Węgry sprzeciwiają się przedłużenia indywidualnych sankcji na Rosji, przez co rosyjscy miliarderzy znajdujący się na tzw. czarnej liście zyskają dostęp do swoich zamrożonych pieniędzy.

Ostatnie przedłużanie sankcji indywidualnych na rosyjskich miliarderów i podmioty prawne miało miejsce 12 września 2024 r., nowe głosowanie odbędzie się 15 marca. Sankcje gospodarcze nakładane na Rosję nakładane są osobno i przedłużane co pół roku.

Obecnie tzw. czarna lista liczy 2,2 tys. pozycji i otwiera ją Władimir Putin. Sankcje obejmują zakaz wjazdu do państw UE, zamrożenie aktywów i zakaz udostępniania środków na terenie Unii.
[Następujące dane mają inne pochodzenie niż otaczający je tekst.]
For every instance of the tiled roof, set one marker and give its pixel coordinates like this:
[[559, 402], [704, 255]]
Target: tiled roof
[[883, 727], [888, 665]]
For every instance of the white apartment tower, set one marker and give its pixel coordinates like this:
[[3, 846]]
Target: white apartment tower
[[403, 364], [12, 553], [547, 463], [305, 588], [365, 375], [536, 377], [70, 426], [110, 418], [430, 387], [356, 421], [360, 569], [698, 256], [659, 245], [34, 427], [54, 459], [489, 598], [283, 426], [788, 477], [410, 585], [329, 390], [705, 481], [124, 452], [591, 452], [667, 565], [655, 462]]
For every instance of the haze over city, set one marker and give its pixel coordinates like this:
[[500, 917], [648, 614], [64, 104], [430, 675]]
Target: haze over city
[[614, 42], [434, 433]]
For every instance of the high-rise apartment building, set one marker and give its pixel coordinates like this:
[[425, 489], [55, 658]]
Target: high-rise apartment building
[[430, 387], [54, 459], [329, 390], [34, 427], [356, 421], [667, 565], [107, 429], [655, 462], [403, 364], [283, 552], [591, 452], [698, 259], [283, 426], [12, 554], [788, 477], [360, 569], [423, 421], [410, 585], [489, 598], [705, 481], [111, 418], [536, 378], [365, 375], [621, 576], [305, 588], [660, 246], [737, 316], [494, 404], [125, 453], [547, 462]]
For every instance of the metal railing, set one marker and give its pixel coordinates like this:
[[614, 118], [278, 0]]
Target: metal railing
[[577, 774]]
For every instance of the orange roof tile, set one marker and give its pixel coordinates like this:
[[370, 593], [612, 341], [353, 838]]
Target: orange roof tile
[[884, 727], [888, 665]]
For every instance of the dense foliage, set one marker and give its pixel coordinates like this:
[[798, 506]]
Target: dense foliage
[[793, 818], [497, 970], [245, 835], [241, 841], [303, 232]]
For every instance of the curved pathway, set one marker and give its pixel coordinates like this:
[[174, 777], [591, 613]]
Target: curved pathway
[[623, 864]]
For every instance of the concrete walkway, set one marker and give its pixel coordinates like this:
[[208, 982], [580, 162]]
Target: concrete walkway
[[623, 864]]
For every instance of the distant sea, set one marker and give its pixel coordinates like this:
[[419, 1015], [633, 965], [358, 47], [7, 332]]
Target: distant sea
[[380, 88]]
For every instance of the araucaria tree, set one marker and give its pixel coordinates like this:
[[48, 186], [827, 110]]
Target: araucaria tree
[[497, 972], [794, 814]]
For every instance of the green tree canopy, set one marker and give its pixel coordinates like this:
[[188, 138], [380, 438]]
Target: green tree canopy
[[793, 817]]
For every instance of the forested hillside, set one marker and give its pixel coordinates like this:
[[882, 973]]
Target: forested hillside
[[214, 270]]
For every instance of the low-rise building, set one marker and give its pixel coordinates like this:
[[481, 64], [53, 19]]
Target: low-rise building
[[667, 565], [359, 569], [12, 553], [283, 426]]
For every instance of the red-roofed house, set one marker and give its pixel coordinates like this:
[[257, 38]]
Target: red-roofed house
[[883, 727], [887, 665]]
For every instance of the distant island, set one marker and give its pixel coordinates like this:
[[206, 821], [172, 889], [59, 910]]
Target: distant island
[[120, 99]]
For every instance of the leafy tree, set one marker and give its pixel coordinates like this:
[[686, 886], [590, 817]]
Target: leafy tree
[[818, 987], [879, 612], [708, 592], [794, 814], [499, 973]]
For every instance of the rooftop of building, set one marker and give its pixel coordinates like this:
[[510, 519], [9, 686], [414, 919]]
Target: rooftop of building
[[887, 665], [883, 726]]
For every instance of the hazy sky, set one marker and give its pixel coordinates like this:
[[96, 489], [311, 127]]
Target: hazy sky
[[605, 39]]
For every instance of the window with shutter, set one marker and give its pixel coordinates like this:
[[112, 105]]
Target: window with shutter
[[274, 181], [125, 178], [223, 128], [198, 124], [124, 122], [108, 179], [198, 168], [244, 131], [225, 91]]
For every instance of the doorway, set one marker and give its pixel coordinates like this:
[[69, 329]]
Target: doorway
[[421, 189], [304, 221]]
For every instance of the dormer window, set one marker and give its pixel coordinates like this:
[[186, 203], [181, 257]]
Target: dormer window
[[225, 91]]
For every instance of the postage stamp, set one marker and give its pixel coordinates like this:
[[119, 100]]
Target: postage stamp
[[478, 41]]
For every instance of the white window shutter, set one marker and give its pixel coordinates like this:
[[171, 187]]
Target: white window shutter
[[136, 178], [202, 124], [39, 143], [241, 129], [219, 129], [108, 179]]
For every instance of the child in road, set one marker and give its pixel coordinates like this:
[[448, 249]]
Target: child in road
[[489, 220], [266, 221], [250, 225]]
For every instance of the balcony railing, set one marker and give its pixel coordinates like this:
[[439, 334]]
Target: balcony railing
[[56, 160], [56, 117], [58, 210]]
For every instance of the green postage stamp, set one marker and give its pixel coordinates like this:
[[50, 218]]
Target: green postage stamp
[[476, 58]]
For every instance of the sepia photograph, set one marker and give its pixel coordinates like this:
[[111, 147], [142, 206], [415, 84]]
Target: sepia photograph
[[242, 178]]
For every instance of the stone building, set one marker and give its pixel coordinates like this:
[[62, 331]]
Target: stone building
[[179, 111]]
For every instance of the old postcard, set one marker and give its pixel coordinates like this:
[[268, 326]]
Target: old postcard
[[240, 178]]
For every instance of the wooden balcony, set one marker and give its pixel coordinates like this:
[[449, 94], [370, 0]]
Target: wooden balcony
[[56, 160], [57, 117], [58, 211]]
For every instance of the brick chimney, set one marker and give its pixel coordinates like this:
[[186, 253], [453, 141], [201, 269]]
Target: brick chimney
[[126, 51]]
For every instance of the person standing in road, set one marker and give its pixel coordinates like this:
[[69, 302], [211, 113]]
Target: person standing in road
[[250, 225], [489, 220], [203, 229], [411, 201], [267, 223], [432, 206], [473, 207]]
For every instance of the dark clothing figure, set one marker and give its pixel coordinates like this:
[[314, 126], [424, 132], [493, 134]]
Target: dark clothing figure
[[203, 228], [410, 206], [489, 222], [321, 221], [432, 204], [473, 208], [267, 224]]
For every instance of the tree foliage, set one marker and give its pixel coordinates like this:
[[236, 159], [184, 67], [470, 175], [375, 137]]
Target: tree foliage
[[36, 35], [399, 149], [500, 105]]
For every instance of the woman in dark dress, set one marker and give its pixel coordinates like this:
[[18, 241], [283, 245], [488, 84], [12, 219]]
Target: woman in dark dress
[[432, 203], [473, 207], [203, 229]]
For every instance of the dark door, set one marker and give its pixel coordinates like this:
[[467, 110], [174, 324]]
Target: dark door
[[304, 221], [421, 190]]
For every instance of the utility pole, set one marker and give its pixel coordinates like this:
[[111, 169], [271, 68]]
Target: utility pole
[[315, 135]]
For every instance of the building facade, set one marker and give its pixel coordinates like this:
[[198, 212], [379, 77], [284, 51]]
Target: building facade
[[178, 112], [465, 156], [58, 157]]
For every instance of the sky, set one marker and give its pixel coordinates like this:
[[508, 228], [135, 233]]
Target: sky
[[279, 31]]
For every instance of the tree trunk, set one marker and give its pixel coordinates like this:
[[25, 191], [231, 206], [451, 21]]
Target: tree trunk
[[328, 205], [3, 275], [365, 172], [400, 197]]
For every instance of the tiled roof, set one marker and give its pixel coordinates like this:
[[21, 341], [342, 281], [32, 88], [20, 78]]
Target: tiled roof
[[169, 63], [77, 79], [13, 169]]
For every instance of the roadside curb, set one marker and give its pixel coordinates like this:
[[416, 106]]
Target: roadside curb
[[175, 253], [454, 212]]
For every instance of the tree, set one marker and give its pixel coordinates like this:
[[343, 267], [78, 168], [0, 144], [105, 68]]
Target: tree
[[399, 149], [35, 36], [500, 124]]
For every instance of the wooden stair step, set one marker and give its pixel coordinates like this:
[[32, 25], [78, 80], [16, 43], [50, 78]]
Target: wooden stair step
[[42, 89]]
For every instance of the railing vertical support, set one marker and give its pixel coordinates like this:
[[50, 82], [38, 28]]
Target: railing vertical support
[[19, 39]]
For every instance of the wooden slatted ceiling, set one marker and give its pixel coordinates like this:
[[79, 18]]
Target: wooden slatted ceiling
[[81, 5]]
Przedłużenie sankcji wymaga jednomyślnej zgody wszystkich 27 państw UE. Unijne źródła donoszą jednak, że Węgry nie chcą podtrzymać restrykcji dla Rosji. Oznaczałoby to, że osoby objęte sankcjami odzyskają dostęp do pieniędzy zamrożonych na kontach w europejskich bankach.

Polska Agencja Prasowa powołując się na swoje informacje z Brukseli, podaje, że unijny politycy pracują nad tym, by Budapeszt wycofał swoje weto.

Ponadto Węgry wyraziły chęć usunięcia ośmiu osób z listy sankcji UE wobec Rosji i zabezpieczenia dalszych ustępstw związanych z umowami o tranzycie gazu z Ukrainą.

Ostatnio Węgry nie zgodziły się jednak na przyjęcie konkluzji w sprawie dalszej pomocy dla Ukrainy. Zapisy przyjęły wszystkie pozostałe 26 krajów.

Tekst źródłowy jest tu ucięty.